If you listen to the food scolds at the Center for Science in the Public Interest (CSPI), adding some salt to your food is essentially mainlining cocaine. Michael Jacobson, the group’s president, has called salt the “deadly white powder you already snort” and has long campaigned against it (as has NYC Mayor Bloomberg). Food scolds demanded that the national health authorities reduce the sodium allowance (salt is, of course, sodium chloride) by one-third, and a committee of the never-unhappy-to-scold Institute of Medicine (the authors of the “Social Engineer’s Manifesto” from last year) investigated if that would be a good idea.
Given the source, it’s remarkable that the IOM team acknowledged that redoubling the anti-salt crusade wouldn’t help. Instead, the team found based on new, more rigorous evidence that people should aim for the 2,300 milligrams of sodium per day currently recommended by the Dietary Guidelines for Americans for people not at risk. The team members noted that there simply isn’t any evidence that on a population level making everybody eat less than that amount of sodium actually helps anyone be healthier.

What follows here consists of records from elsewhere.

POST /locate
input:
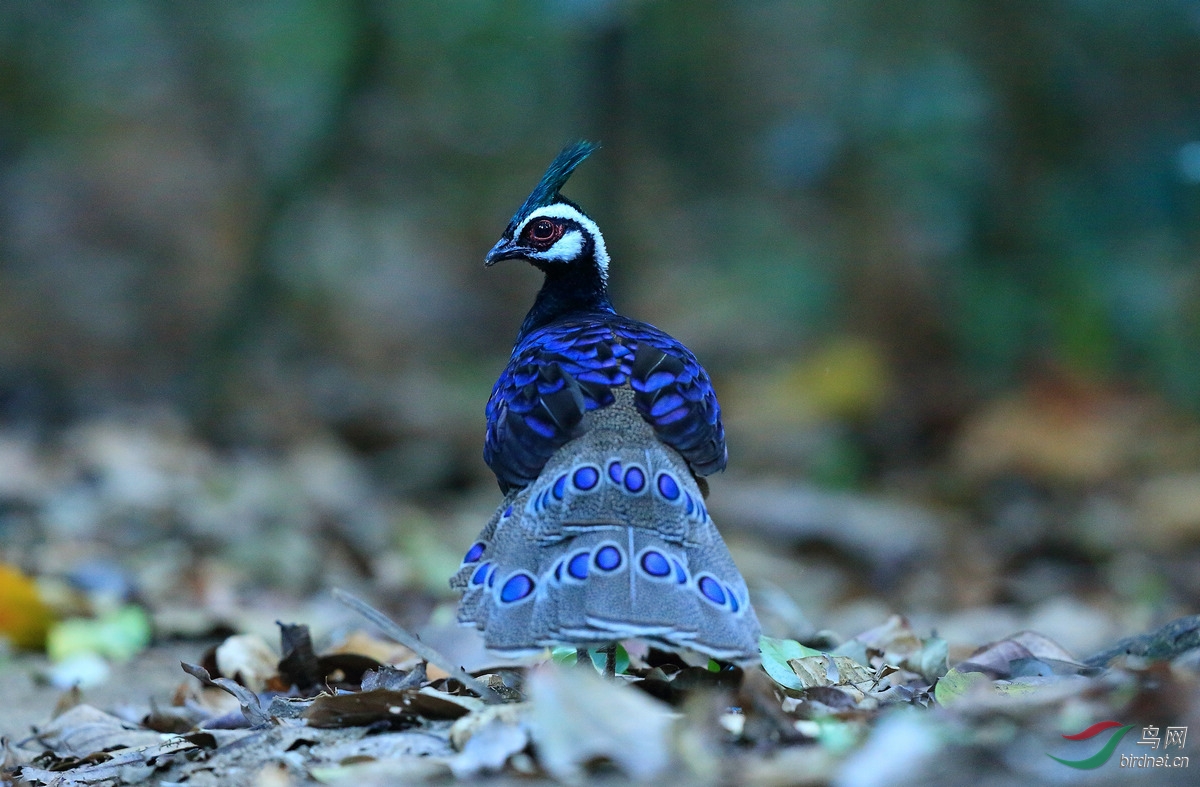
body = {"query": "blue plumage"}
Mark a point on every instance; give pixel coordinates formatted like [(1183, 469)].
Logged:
[(599, 431), (570, 366)]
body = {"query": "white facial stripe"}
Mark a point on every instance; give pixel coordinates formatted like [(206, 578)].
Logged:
[(567, 248), (571, 244)]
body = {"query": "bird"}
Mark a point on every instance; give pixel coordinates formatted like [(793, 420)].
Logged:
[(600, 431)]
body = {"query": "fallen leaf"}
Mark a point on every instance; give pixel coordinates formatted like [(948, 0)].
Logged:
[(577, 718)]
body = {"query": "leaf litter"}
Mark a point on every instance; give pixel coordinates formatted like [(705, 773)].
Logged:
[(883, 707)]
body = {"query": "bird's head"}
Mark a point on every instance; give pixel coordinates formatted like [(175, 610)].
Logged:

The New York Times quotes a University of Pennsylvania professor who says, “As you go below the 2,300 mark, there is an absence of data in terms of benefit and there begin to be suggestions in subgroup populations about potential harms.” So, not only are excessive reductions in salt not helpful for the population, they might hurt some people.
So much for a cocaine-like “deadly white powder.” The lesson on salt, like so many other food issues, is moderation, not prohibition, is key.